CORPUS DELICTI – Liminal
- Xzvrey

- il y a 1 heure
- 3 min de lecture

Goth-Rock / Coldwave – France
Twilight Music – 2025
Voilà un album dont la sortie était attendue au tournant par une horde de fans anciens et nouveaux.
Corpus Delicti, c’est un fleuron de la scène Goth française des années 90. Impossible d’ignorer des albums aussi fondateurs que Twilight, Sylphes et Obsessions. Le groupe s’est ensuite séparé pendant près de 3 décennies avant de se reformer (Cf, l’interview réalisée avec eux dans nos colonnes).
Aujourd’hui, plus forts que jamais, le groupe niçois n’a de cesse de remplir les salles et de donner des concerts tous plus incroyables les uns que les autres. Pour avoir assisté à leur show, c’était vraiment dantesque. Mais alors, on peut se poser une question. Refaire des concerts en jouant ses anciens standards est une chose, mais composer un nouvel album sur la base d’idées fraîches sans rabâcher ses propres recettes en est une autre. C’est avec une certaine appréhension que j’attendais ce Liminal, et, bigre ! l’attente a été sacrément récompensée.
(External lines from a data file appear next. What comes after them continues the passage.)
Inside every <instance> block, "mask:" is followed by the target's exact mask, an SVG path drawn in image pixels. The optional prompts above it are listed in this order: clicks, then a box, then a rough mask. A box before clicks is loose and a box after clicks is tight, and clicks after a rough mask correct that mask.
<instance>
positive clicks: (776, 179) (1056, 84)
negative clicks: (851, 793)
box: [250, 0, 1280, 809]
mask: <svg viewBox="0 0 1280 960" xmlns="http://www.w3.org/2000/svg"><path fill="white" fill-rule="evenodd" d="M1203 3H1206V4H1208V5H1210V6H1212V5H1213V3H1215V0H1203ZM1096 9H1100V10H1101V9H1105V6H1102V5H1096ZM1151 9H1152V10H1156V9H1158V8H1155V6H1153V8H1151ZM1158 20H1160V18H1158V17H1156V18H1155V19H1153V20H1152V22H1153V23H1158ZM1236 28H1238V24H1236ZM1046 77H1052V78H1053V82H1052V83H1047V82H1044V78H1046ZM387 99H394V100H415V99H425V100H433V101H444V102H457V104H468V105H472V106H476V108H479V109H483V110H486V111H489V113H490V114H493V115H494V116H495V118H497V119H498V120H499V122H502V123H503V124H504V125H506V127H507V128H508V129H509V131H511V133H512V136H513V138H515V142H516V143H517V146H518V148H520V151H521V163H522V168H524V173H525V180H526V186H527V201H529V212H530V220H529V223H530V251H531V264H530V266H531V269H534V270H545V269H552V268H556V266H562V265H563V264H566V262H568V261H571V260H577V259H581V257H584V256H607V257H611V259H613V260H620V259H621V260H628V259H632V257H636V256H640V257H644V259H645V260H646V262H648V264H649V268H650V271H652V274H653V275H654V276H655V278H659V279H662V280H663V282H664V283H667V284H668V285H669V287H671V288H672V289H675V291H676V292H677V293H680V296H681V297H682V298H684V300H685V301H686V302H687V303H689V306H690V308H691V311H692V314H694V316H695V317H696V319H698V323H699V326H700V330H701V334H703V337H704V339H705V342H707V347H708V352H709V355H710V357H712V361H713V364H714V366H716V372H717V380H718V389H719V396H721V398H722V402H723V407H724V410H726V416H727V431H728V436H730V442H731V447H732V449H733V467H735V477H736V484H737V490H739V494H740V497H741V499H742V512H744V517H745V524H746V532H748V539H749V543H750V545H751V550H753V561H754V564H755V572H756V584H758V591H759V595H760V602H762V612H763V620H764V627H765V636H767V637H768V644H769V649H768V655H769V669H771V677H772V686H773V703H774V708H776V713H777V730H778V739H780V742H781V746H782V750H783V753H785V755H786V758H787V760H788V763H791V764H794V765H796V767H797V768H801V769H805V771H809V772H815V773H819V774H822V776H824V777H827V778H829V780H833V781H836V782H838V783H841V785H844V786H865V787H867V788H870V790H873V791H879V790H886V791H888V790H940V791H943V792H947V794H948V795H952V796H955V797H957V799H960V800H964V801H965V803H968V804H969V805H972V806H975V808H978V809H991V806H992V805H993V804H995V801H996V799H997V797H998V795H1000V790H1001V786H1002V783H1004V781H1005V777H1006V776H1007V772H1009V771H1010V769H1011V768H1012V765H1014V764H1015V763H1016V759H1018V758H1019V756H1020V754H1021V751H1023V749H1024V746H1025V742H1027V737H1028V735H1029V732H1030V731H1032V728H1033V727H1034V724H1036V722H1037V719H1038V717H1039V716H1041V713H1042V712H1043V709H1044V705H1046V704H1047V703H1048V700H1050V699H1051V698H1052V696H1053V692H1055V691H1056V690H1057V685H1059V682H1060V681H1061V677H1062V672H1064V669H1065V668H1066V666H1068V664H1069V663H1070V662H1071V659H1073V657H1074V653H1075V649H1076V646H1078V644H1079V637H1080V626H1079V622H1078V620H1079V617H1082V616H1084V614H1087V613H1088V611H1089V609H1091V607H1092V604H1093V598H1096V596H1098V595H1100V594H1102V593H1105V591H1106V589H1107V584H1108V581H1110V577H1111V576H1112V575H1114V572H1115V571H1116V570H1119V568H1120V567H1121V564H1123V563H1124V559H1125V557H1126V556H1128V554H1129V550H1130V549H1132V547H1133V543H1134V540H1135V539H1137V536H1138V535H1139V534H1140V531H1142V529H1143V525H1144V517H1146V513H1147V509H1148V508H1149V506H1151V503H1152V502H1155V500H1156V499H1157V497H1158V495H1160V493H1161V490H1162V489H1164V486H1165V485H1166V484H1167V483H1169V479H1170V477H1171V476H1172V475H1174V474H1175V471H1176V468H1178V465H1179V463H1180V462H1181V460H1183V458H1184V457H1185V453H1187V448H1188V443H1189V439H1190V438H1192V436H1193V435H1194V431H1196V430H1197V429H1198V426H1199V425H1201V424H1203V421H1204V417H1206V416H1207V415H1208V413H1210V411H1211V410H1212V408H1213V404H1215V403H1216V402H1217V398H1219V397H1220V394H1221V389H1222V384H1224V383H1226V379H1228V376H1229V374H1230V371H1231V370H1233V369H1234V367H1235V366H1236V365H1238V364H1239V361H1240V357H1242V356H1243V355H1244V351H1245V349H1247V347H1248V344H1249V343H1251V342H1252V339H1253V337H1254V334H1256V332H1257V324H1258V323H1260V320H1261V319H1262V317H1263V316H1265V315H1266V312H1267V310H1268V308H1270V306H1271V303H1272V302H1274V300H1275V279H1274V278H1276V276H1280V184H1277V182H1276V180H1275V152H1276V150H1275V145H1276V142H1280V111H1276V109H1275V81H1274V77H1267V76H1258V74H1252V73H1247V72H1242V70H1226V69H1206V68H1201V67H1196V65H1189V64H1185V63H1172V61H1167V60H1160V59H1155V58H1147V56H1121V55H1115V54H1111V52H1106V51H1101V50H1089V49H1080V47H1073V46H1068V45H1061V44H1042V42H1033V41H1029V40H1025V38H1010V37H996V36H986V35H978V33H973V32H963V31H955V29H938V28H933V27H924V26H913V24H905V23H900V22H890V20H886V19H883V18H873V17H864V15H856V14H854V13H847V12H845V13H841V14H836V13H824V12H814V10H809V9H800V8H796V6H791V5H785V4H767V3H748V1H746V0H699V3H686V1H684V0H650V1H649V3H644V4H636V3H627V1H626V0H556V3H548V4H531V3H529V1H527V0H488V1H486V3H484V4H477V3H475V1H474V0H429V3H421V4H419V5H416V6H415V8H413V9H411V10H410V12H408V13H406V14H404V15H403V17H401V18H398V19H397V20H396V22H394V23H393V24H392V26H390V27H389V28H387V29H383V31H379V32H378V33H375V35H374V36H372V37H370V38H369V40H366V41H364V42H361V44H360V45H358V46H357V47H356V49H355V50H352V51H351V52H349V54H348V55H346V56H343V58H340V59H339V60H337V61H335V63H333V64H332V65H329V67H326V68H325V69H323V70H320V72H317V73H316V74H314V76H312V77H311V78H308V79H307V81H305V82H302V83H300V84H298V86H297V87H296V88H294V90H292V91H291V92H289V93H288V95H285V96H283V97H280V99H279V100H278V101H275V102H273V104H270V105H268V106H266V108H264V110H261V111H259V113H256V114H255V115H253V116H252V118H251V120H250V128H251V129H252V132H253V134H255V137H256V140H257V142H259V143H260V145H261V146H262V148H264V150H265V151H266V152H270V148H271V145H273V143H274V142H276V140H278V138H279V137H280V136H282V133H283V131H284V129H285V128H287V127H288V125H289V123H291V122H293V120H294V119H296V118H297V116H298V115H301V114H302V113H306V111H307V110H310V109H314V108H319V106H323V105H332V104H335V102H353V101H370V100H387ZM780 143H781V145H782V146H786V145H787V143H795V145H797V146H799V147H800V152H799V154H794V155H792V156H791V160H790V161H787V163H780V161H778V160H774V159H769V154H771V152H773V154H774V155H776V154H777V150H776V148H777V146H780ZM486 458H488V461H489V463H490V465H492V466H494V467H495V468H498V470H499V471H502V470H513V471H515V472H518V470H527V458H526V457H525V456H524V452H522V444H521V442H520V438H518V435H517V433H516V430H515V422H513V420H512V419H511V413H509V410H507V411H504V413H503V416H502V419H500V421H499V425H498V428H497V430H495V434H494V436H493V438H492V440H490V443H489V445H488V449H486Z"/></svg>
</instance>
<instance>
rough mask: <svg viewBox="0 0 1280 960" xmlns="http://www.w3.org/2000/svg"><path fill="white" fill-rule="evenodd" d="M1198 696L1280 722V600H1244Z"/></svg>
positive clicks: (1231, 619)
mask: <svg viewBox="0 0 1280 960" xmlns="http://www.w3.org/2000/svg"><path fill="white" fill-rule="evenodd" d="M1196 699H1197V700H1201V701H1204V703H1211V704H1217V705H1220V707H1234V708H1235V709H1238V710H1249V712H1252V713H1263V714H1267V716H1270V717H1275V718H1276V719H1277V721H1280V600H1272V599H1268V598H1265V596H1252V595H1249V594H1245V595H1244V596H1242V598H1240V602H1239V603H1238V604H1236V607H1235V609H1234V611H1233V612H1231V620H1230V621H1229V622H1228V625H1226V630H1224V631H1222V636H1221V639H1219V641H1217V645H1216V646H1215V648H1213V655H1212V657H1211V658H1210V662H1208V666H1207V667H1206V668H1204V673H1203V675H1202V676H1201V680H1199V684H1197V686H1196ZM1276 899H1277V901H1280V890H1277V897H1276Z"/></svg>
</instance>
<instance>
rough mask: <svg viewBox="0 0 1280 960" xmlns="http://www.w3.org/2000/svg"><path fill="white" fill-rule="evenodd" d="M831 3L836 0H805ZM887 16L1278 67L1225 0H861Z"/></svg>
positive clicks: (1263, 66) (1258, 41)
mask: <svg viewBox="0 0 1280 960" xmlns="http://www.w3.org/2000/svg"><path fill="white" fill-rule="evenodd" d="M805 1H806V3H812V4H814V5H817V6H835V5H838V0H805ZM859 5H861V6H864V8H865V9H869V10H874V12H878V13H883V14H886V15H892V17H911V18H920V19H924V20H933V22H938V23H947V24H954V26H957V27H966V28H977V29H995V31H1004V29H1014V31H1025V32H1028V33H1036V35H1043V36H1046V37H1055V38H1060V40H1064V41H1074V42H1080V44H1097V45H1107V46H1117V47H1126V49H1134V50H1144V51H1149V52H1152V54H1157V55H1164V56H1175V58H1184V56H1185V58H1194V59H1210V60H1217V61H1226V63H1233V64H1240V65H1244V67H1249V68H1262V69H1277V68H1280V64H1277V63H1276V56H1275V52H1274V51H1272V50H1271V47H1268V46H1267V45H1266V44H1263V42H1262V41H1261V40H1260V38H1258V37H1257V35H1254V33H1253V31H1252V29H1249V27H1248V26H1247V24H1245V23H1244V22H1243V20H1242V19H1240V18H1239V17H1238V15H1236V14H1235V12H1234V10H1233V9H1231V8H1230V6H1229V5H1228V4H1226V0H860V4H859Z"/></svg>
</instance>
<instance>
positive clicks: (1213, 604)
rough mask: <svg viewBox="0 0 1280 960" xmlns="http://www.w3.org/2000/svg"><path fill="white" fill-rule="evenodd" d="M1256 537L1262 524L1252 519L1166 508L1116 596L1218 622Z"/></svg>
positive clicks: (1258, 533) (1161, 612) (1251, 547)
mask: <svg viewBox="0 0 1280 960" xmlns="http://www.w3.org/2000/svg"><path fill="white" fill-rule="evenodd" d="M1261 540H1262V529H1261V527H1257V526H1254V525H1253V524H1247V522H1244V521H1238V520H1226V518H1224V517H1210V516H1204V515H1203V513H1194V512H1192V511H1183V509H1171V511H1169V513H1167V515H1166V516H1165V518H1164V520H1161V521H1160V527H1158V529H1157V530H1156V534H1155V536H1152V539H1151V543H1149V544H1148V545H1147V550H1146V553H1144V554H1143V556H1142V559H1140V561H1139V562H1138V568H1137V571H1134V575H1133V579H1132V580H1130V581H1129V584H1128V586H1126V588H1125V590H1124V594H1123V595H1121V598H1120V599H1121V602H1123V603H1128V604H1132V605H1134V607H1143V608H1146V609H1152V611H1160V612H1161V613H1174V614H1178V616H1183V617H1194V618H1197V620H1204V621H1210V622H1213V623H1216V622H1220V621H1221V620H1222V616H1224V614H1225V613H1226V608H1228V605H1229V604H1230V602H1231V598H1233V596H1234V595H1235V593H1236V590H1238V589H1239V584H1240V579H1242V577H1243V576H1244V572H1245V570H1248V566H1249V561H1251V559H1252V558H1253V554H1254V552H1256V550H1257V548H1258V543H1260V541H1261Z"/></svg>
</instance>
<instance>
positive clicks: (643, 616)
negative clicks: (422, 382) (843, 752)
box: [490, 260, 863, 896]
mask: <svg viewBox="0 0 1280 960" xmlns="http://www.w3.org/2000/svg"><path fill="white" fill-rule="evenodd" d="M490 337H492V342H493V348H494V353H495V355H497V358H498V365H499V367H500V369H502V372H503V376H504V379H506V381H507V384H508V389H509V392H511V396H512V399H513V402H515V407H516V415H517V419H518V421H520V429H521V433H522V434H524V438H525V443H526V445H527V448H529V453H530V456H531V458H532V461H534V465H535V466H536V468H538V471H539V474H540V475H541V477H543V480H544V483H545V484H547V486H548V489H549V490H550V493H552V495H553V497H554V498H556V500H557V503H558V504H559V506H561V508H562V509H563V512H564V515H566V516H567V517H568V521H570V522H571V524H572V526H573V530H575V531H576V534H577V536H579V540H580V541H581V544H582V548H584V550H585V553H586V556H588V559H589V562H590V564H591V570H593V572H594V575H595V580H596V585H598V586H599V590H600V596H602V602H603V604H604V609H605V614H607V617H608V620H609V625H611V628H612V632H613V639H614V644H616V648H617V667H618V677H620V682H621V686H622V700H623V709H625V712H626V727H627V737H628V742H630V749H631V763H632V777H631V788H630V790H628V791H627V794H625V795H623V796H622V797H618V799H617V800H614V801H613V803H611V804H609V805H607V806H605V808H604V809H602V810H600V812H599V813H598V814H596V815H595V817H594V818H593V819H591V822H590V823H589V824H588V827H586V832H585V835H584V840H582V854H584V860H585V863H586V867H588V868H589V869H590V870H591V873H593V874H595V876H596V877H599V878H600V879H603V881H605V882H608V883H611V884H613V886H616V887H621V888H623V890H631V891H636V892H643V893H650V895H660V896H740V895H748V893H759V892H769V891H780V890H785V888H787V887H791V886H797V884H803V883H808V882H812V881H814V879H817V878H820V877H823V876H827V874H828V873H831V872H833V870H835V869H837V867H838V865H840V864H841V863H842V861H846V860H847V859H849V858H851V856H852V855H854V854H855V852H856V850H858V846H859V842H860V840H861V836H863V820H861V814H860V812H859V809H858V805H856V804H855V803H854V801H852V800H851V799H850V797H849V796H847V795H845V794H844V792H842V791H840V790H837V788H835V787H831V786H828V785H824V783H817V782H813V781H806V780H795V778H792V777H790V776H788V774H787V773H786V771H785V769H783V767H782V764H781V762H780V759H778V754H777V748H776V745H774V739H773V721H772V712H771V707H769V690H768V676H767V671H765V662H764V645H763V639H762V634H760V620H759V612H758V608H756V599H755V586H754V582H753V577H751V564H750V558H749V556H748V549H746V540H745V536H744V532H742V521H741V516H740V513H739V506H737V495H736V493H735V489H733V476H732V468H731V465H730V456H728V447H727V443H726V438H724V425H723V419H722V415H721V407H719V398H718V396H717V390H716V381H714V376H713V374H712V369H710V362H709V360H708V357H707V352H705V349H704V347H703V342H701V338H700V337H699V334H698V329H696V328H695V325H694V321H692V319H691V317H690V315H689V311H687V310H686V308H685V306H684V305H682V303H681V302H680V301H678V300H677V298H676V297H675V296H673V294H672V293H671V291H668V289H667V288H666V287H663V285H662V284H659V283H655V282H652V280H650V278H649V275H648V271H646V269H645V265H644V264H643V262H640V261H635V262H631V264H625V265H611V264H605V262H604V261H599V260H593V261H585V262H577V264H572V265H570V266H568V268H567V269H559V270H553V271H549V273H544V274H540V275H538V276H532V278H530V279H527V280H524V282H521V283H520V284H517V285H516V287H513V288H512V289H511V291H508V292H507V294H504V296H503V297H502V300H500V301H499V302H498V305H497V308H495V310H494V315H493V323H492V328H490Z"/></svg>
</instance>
Loin d’être un album sympathique par une ancienne légende, ce nouvel opus redéfinis carrément le Rock Gothique de la décennie actuelle. Le style de Corpus Delicti reste assez identifiable, notamment grâce aux fantastiques lignes de basse de Christophe Baudrion dont je suis un fervent admirateur. La guitare et la batterie ne sont bien sûr pas en reste. La musique de Corpus Delicti est toujours aussi riche et développée sans pour autant sombrer dans une complexité imbuvable. Étonnamment, l’album me semble très accessible malgré ses partis-pris esthétiques osés (« Under His Eyes », véritable coup de maître mélangeant les univers Post-Punk/Goth et Jazz avec un brio ahurissant). Liminal a tout de ces grands albums très bien conçus qui arrivent à allier richesse et cohérence sans aucun problème. On ne s’ennuie jamais. On ne se dit jamais « ah tiens, j’ai déjà entendu ça quelque part ». Corpus a réussi le pari de proposer un album à mille lieux des standards actuels en se moquant complètement des « codes » modernes qui imposent des titres très catchy et plutôt taillés pour être des singles isolés. Non, Corpus n’est pas de ce tonneau-là ; ce sont des artistes, des vrais. Ils ont pensé leurs compositions comme un tout et surpassent donc largement le commun de 2025.
On navigue entre titres dark et légèrement éthérés comme le titre d’introduction « Crash », « Out Of Steam » ou le très réussi « Fate » avec sa ligne de guitare simple et qui nous porte pourtant dans un autre univers. D’autres compositions comme « Chaos » ou « This Sensation » sont plus rock et entrainantes, ce qui permet à l’album de ne jamais endormir l’auditeur. Nous n’en attendions certes pas moins d’un groupe aussi important que le quatuor niçois, mais ils ont répondu aux attentes avec un brio qui surpasse de loin ce qu’on pouvait considérer comme « raisonnable ».
On ne peut bien sûr pas parler de Corpus Delicti sans évoquer la voix de Sébastien Kuta. Cette dernière est totalement reconnaissable bien que peut-être un tout petit peu plus grave que dans les années 90 (quoi de plus naturel) ? Son chant est toujours aussi chargé en émotions ; parfois violent « Out Of Steam » et quoiqu’il en soit, pertinent quel que soit le registre. Une prouesse, tout simplement.
Pour terminer cette chronique, je ne peux qu’évoquer le dernier titre de l’album : « Liminal », une composition de plus de 7 minutes qui clôture un parcours jouissif au possible. Vous rappelez-vous le fantastique morceau « Dust And Fire » sur le premier album ? On pourrait être tenté de dire que « Liminal » est son successeur spirituel. Corpus Delicti y a mis tout son savoir-faire, sa passion et peut-être aussi son respect pour ses fans. Le titre est planant, sublime, laisse de la place à la rêverie et nous laisse donc dans tous nos états à la fin de son écoute. On n’a qu’une envie : se le repasser en boucle. « Liminal », la chanson, c’est peut-être bien le tube de l’album et un des plus grands titres du groupe qui signe avec ce nouvel album un retour fracassant et s’inscrit au panthéon des groupes de Rock Gothique.
Nul doute que Liminal sera un franc succès, et, pour être honnête, je trouve ce succès plus que mérité compte tenu de l’investissement des musiciens dans leur art. Loin de décevoir, Corpus Delicti surprend une nouvelle fois et offre aux scènes Post-Punk/Goth un nouvel album de référence, un mètre étalon de qualité.
Chef-d’œuvre ! Dans 30 ans on en parlera sans doute encore.